In this experiment, soil moisture measurement was more representative than irrigation distribution uniformity, possibly because the irrigation system normally came on at night when wind was low. My cup catchment test during the daytime showed a problem of poor irrigation distribution uniformity, but did not pinpoint the area of low coverage to the bare spots.
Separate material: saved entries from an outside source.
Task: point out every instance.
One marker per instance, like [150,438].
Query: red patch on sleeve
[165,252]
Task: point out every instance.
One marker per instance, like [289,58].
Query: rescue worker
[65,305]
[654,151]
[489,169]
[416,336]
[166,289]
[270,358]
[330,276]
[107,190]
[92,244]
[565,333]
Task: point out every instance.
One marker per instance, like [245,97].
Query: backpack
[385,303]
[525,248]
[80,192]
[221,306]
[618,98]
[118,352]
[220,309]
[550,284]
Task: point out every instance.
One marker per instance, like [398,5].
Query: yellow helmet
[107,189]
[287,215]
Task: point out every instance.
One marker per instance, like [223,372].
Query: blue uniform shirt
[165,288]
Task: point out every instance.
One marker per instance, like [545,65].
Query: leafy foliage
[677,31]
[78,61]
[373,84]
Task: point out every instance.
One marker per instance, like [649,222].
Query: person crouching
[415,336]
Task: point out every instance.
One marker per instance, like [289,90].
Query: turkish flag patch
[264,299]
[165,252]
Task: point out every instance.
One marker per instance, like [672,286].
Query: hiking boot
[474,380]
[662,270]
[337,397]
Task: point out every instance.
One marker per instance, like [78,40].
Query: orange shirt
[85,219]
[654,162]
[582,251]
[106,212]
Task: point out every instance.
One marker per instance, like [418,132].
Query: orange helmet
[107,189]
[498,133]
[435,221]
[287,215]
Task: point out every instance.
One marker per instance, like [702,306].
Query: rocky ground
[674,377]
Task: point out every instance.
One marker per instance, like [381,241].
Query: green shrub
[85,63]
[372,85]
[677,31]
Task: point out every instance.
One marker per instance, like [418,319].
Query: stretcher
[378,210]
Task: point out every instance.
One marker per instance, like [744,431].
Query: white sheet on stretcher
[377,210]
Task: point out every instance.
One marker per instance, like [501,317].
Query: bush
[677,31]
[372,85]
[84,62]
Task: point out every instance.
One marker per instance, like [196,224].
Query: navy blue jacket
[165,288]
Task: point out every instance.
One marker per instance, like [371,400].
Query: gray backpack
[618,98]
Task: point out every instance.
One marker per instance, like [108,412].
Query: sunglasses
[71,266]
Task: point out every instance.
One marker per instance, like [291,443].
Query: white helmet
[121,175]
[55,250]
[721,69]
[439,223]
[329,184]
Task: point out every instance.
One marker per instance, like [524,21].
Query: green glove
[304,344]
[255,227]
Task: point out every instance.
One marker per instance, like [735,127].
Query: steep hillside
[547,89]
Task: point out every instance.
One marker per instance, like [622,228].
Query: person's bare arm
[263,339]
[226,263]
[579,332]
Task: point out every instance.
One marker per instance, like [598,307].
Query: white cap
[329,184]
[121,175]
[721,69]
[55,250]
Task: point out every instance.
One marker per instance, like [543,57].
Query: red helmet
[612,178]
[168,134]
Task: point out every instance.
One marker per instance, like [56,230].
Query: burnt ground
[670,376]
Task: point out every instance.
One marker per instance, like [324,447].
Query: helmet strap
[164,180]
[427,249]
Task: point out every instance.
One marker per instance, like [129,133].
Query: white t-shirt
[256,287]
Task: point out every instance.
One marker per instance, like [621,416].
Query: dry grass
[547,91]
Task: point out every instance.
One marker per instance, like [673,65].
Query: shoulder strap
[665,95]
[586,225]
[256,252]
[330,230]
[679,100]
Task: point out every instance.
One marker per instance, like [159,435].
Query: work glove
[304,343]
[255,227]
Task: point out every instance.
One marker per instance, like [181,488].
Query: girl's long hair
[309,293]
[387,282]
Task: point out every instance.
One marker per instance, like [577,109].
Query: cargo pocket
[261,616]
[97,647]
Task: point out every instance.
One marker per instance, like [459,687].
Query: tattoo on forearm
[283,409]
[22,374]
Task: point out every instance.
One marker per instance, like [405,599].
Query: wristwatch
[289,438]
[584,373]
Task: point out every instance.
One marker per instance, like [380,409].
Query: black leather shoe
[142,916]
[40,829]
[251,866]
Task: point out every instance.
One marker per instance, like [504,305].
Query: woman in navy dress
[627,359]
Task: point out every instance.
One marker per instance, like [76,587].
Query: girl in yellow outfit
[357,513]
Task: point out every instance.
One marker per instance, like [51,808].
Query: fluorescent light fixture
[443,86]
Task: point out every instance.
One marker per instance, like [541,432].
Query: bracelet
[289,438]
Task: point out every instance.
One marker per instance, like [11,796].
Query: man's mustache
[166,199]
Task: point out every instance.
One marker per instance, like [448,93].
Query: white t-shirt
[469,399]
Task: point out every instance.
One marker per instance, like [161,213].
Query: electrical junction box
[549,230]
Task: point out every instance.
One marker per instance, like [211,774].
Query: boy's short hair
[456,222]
Despite the obvious failure to maintain the irrigation system in accord with manufacturer specifications, and expected poor distribution uniformity, soil moisture measurements gave me the most convincing evidence that bare spots were caused by bad irrigation.

Take-home lessons:

  1. Design and maintain irrigation systems with knowledge of manufacturer's specifications.
  2. Diagnose irrigation problems by considering layout and nozzle pressure, distribution uniformity, AND soil moisture.
  3. Measure irrigation pressure at the nozzles with the zone running.
  4. Do a cup catchment test to estimate irrigation distribution uniformity, realizing that results vary with wind direction.
  5. Consider but do not be overwhelmed by other factors such as soil type, nematodes, and traffic.
  6. Measure soil moisture in a structured, not random, way. Make enough measurements to show a pattern if one exists.
  7. Remember that everyone is going to have an opinion but careful documentation of evidence is more likely to solve a problem.